The more activated carbon the better, so bulk filters offer superior performance. Bulk carbon media improves particulate removal. Ozone degrades carbon, the recommended filter change period is every 3 months.
• MERV 7-8 filters and MERV 7-8 with carbon are competitively priced.
• Josh installed bulk carbon filters in a lab on campus and achieved 70% ozone reduction in a single air pass. The lab’s ventilation system was designed to change the air 12 times per hour. By reducing air changes to 6 per hour and installing carbon filters, energy savings on a single HVAC unit will be $50,000 per year.

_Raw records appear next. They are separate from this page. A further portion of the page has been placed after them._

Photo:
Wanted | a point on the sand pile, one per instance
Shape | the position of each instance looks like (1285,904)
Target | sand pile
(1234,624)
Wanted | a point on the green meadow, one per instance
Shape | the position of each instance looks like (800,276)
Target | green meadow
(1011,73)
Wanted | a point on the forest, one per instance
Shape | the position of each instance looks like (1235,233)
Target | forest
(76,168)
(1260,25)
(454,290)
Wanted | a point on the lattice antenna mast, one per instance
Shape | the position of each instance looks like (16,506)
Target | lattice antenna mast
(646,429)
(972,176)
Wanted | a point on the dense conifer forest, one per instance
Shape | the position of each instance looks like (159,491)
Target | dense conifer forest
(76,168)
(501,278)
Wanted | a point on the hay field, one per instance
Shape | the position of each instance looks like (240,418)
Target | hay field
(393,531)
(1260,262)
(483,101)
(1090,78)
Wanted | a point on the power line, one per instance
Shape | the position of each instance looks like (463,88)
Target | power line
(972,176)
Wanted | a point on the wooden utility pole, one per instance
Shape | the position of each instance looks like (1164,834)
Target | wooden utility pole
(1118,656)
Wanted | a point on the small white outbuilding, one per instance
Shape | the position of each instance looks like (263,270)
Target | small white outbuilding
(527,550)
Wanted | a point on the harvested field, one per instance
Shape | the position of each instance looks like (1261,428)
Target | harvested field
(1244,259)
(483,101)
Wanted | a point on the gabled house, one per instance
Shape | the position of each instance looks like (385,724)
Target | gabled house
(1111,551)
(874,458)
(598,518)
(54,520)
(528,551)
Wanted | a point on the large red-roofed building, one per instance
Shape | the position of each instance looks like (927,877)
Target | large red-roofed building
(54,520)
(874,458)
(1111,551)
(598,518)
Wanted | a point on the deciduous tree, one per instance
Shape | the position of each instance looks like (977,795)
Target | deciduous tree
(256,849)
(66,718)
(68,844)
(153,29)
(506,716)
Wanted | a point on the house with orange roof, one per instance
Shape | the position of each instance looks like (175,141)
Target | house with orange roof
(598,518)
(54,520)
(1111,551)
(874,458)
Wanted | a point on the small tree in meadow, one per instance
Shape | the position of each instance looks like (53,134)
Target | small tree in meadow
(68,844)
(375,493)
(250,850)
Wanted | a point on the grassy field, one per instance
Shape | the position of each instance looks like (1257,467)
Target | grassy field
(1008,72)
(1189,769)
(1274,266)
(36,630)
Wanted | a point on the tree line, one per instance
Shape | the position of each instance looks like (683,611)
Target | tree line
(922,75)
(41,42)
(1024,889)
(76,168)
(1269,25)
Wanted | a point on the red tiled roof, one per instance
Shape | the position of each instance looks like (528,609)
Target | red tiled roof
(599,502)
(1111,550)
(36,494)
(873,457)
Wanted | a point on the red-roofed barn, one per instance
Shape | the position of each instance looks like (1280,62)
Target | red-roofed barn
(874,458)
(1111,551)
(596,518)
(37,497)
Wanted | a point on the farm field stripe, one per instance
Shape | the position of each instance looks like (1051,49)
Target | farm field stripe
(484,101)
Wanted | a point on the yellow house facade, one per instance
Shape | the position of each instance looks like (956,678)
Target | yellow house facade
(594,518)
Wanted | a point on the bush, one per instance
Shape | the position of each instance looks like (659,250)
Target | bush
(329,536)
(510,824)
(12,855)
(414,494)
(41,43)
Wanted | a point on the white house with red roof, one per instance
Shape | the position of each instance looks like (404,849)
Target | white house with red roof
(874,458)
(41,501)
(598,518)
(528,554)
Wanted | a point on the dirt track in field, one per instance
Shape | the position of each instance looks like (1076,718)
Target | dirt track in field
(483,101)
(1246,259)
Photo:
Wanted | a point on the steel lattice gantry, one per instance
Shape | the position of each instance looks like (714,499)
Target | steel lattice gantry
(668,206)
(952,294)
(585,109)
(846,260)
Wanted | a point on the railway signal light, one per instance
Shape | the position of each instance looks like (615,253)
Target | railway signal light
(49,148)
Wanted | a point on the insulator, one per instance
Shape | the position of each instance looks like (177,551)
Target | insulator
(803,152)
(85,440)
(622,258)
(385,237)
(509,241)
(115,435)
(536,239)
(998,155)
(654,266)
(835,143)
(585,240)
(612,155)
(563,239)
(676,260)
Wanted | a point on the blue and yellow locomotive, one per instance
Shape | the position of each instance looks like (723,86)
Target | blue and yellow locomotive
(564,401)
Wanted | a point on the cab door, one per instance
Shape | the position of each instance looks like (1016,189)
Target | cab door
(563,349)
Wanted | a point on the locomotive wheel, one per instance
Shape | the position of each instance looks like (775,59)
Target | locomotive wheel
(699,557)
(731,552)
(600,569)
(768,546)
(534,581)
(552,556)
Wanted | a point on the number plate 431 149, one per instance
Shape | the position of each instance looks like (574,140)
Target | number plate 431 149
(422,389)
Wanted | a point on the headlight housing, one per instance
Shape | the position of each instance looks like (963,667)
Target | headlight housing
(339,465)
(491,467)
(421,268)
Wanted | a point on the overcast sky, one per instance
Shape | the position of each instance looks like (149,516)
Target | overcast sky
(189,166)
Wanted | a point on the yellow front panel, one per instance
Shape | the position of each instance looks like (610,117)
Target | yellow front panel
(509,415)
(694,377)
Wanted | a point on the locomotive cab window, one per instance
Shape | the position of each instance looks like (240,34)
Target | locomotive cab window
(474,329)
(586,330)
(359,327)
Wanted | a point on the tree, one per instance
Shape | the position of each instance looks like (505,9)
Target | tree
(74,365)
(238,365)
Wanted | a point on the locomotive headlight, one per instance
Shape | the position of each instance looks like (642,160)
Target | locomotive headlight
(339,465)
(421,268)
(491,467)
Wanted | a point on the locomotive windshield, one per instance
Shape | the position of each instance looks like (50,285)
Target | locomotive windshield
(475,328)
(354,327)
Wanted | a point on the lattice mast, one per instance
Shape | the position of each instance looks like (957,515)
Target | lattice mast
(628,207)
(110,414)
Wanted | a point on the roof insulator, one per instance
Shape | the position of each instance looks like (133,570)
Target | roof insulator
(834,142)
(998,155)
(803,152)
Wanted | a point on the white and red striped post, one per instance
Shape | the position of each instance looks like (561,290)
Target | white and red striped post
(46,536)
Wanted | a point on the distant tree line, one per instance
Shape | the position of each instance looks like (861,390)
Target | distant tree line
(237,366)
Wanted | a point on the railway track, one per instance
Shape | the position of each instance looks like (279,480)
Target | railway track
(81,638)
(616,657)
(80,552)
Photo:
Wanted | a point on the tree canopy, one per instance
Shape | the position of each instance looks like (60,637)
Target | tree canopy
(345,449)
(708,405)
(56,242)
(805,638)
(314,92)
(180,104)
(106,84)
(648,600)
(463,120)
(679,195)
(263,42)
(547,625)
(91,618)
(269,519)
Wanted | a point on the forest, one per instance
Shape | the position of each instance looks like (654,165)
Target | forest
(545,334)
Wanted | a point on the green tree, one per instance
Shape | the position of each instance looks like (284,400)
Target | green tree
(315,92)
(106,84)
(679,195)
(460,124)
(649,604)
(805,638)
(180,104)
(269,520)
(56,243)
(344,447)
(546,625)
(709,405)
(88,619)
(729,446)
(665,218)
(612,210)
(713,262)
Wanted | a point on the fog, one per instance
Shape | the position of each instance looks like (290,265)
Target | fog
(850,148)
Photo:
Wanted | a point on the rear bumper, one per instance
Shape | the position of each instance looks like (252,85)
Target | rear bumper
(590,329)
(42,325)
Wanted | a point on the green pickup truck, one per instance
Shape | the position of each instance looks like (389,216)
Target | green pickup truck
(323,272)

• Modeling results demonstrate that nursing homes and schools can receive a benefit cost ratio of $1 to $100. Each dollar invested returns $100 in benefits based on energy savings, operating costs and the EPA’s estimated health consequences of ozone. Savings result in energy reduction and reductions in lost work and absenteeism. Schools lose money when students are absent.
• Educate, spread the word and change policy.
• Modify ASHRAE standards to incorporate the research.
• Publish results in journals and articles.
• Get word out to practitioners.
• The technology exists today!
• Studying ozone reduction over long term.
• Studying pressure drop in filters over time.
• Finding other applications for carbon filters to improve health by reducing ozone byproducts like formaldehyde.
Combat troops deployed in the Middle East are exposed to hazardous particulate. A toxic bacteria is attached to the crust of desert soil. There is no EPA in Iraq and Afghanistan. Garbage and human waste is often burned using jet fuel as an accelerant. Incinerators are now being installed on larger bases. Studies link exposure to oil well fires to Lou Gehrig’s Disease (ALS). Younger people in the military are resilient and may have delayed reaction to hazards found in combat zones.